Published: Thursday, November 29, 2012 at 04:32 PM.

In the Democratic vernacular, taxes have changed to “revenues.” Long ago they replaced the word "spending" with “investments,” especially when wasting money on Solyndra and the like. They think we are stupid.

When Clinton so famously “balanced the budget” with the Internet boom and all the taxes from those stock sales, the GOP and Newt Gingrich passed a budget (yes, Congress used to do that) of $1.7 trillion in expenditures. Adjusted for inflation, our federal government would be spending $2.3 trillion today and collecting $2.5 trillion in “revenues,” resulting in a $200 billion surplus. But instead of increasing government spending in line with normal inflation, under Bush and Obama we are spending $3.8 trillion today. Democrats, who believe we have a “revenue” instead of a “spending” problem, must also think they have a bartender, not a drinking, problem.
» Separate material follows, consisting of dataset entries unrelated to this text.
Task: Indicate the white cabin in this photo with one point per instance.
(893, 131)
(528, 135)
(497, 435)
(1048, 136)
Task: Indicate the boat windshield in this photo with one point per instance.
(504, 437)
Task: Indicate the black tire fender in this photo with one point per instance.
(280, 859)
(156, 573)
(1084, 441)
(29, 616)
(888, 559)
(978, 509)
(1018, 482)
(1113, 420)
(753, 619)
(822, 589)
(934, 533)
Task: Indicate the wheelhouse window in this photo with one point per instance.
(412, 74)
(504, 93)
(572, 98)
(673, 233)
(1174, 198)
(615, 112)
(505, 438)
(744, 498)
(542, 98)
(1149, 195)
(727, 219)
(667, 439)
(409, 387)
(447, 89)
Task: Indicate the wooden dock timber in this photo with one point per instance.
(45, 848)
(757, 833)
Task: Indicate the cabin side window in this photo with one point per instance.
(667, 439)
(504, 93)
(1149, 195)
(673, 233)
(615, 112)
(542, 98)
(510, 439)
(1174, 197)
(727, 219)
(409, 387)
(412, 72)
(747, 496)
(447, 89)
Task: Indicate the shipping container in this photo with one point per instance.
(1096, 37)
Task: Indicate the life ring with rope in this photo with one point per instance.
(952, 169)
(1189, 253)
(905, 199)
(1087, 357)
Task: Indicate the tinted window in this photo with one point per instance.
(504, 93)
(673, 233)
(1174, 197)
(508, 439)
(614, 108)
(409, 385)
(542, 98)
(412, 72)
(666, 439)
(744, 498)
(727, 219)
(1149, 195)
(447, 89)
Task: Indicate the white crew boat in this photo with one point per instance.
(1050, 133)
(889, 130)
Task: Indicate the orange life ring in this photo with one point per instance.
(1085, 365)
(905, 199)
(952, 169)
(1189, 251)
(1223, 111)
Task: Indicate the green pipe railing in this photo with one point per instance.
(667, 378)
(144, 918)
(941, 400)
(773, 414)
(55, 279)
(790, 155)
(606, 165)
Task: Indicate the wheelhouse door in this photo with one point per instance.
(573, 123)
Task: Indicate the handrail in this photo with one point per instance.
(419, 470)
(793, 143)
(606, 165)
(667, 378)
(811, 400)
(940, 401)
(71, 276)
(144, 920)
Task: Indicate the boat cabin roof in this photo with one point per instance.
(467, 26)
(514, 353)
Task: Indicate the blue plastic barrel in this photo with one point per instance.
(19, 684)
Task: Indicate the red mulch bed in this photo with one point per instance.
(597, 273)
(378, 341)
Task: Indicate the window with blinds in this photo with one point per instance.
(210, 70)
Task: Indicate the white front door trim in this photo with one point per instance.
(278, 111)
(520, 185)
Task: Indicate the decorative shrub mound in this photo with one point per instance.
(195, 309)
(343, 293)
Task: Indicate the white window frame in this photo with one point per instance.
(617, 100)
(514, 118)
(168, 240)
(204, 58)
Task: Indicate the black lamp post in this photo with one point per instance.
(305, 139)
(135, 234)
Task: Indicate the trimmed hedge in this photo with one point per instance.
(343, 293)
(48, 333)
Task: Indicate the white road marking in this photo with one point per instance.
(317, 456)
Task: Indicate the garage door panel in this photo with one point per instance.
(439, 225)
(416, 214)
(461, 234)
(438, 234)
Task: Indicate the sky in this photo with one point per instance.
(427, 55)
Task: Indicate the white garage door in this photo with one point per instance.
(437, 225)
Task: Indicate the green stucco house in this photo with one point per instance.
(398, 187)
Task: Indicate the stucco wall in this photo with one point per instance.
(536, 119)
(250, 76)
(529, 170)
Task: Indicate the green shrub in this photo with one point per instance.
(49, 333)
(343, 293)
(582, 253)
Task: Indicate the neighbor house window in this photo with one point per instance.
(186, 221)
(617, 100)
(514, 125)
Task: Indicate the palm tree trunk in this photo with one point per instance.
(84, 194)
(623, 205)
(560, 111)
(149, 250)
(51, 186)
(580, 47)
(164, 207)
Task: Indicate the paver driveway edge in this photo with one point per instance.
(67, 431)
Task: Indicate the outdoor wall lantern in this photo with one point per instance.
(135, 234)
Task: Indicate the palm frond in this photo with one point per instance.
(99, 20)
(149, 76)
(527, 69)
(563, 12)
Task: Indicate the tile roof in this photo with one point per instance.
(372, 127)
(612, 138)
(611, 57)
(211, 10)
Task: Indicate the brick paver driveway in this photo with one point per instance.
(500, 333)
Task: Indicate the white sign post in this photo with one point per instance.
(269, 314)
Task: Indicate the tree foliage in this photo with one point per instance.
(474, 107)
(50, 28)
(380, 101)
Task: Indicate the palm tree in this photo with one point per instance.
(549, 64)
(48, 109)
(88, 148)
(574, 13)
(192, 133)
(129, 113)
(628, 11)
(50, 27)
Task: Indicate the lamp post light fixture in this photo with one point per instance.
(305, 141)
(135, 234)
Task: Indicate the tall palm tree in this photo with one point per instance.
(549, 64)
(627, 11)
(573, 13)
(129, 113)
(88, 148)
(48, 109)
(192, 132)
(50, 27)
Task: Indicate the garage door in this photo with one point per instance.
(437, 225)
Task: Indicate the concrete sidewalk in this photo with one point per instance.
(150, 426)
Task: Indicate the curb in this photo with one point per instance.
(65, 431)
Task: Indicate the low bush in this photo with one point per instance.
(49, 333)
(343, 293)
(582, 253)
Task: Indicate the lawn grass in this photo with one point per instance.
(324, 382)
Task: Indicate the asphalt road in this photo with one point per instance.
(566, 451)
Those Republican neo-cons who have never seen a country they do not want to bomb because it looked at us wrong, have to give on defense. We spend $1.19 trillion a year on defense — more than the other top ten countries combined and more than six times what second place China spends.

We have more generals than we had during World War II, and they have plenty of time on their hands to chase women. The sex triangle of Generals Petraeus and Allen might turn into a sex Pentagon.

As General Eisenhower warned us about the “military industrial complex," it will grow and spend as long as you fund it. When you have a hammer, you are always looking for a nail, thus all these wars and conflicts overseas. Noble men and women serve in our military, so we always want to support the troops. But we have to rethink supporting demands of military generals whose power is based on their budgets and on making wars.

The D.C. spending precept remains: if you don’t spend all your budget this year, it gets cut next year.

In short, the “fiscal cliff” will play out like most political events. Politicians will do what they do best: kick the can down the road. They will probably let us go off the “fiscal cliff” so they can magnanimously “save us” from what they created. It will be more like a fiscal Bungee jump, with some mishmash of agreements that preserve their jobs and sweep government growth under the table.